Here is my take on Tyler Cowen’s views on libertarian thinkers who are either overrated or underrated in shaping the libertarian tradition. Please be aware that I think libertarianism and classical liberalism are two different strands of liberal thought, as argued in more detail in an earlier post here at NOL and in my latest book. Please also note that my judgement will be particularly informed by their views on international relations.
- Hans-Hermann Hoppe – completely esoteric ideas about international relations, especially his erroneous and ill-thought idea about private defence through private insurance companies.
- Deepak Lal – no complaints about his general work, but his praise for empires was deeply disturbing, even though he meant well. Liberalism and globalization do not need empires, no matter how civilized – in the Oakeshottian meaning – they are meant to be.
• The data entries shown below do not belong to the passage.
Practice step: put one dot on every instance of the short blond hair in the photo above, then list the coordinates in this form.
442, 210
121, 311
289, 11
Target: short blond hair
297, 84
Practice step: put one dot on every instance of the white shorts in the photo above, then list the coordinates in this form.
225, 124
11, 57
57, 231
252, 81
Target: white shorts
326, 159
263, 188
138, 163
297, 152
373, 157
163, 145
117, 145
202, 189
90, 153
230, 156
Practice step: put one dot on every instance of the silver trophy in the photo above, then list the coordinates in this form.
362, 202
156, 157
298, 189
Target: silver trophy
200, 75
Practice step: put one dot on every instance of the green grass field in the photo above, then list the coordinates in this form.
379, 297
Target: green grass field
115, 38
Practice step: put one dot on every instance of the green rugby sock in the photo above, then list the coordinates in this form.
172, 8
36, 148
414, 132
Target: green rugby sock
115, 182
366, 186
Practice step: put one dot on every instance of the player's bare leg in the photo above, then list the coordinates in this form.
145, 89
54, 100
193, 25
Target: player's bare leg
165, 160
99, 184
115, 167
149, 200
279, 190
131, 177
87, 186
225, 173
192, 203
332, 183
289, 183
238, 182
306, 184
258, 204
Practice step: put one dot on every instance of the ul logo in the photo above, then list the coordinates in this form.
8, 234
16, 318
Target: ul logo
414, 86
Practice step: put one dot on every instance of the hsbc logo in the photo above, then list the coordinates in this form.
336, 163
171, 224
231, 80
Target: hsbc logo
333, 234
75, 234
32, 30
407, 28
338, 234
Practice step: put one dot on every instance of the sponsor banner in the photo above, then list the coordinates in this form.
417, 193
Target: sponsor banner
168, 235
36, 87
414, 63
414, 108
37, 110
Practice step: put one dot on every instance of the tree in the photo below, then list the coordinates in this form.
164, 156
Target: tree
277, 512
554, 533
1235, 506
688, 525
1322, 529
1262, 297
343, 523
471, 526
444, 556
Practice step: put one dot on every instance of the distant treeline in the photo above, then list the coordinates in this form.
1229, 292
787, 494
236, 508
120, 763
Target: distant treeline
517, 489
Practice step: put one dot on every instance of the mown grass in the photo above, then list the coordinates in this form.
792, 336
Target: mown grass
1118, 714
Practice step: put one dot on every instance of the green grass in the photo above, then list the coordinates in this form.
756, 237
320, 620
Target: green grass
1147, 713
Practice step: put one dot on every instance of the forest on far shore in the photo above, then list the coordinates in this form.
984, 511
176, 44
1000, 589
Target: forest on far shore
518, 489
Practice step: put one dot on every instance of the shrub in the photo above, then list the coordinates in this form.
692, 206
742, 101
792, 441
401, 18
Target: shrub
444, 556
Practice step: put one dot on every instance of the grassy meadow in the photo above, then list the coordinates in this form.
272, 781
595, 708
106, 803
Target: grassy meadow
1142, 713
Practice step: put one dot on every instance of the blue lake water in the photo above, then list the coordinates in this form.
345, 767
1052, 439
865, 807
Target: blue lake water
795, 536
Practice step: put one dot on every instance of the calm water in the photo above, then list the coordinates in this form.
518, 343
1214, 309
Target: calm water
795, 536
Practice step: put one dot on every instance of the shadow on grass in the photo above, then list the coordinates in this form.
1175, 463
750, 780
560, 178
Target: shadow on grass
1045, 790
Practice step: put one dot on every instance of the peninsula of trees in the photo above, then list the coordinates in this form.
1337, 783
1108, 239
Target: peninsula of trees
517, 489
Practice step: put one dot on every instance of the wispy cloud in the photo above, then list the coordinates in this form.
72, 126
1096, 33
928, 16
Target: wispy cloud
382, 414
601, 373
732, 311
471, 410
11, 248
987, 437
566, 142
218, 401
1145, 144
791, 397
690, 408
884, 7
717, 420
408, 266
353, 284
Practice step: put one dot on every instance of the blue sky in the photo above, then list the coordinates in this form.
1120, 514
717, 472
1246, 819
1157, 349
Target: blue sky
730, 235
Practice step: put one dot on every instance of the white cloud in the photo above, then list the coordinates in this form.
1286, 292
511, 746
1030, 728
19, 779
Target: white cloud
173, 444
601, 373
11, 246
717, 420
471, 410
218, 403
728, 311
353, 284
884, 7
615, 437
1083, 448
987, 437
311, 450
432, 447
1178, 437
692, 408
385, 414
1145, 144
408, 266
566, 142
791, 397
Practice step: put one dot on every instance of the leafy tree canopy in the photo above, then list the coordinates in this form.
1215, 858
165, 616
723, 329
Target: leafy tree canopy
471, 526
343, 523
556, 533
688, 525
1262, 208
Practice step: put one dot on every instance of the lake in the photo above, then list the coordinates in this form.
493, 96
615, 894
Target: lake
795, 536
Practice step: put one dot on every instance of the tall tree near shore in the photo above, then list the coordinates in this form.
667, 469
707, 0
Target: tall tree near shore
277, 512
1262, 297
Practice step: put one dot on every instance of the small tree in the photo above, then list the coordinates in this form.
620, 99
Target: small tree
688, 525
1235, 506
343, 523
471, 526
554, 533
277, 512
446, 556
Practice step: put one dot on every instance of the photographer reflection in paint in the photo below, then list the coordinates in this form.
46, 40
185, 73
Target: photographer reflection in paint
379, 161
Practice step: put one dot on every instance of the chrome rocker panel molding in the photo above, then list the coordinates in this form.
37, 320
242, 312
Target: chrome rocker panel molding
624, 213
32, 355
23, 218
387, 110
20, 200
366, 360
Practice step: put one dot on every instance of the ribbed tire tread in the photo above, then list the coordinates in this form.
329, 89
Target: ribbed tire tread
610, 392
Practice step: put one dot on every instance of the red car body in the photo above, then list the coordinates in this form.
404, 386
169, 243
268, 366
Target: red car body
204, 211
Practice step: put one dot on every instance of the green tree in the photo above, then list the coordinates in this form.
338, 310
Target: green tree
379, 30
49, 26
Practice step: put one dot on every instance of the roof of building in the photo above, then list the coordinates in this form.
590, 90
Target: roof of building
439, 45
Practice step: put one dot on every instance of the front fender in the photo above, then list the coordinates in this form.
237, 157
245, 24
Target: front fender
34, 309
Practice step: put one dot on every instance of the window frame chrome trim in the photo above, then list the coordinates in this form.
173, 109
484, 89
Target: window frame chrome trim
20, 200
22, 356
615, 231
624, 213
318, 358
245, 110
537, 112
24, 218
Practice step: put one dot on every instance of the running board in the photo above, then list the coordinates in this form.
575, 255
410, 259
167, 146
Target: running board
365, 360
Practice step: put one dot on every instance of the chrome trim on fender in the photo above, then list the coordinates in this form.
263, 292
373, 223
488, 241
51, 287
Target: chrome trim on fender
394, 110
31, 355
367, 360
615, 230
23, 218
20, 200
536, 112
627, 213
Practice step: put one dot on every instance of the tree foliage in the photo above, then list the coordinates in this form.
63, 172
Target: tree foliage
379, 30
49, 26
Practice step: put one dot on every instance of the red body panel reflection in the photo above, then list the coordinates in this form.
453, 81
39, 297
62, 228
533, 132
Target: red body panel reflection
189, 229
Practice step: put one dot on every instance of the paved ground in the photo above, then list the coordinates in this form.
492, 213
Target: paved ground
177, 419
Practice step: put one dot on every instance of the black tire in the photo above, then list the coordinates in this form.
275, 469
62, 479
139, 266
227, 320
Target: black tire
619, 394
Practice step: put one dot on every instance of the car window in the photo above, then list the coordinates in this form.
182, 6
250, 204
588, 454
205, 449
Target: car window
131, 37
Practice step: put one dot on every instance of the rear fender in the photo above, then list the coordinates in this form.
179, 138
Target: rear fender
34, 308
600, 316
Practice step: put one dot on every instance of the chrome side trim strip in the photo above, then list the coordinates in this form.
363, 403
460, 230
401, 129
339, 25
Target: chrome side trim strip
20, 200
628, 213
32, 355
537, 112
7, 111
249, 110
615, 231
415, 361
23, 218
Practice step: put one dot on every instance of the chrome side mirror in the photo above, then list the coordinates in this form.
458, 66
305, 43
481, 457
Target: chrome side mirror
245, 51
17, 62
- Ron Paul – I admire Ron Paul in many ways, but his ideas for ‘a foreign Policy of freedom’ are not much better than Hoppe’s. ‘peace, commerce, and honest friendship’: nice Jeffersonian goals, bad underlying analysis, not least about human nature.
- Friedrich Hayek – a far more sophisticated thinker on international relations than he is ever given credit for.
- Adam Smith – nowadays erroneously equated with ‘trade leads to peace’ fairly tales. Yet any reader of the complete two volumes of the Wealth of Nations recognizes that the book is also a lot about war and foreign policy, as are his Lectures on Jurisprudence and even a bit in The Theory of Moral Sentiments. Together these make for a full and sophisticated position on international affairs.
- David Hume – basically the same as Smith.
- Robert Jackson – ok, I am taking liberties here. I do not think Jackson would consider himself a classical liberal or libertarian. But his writings on international relations are important and often have a classical liberal leaning, especially The Global Covenant.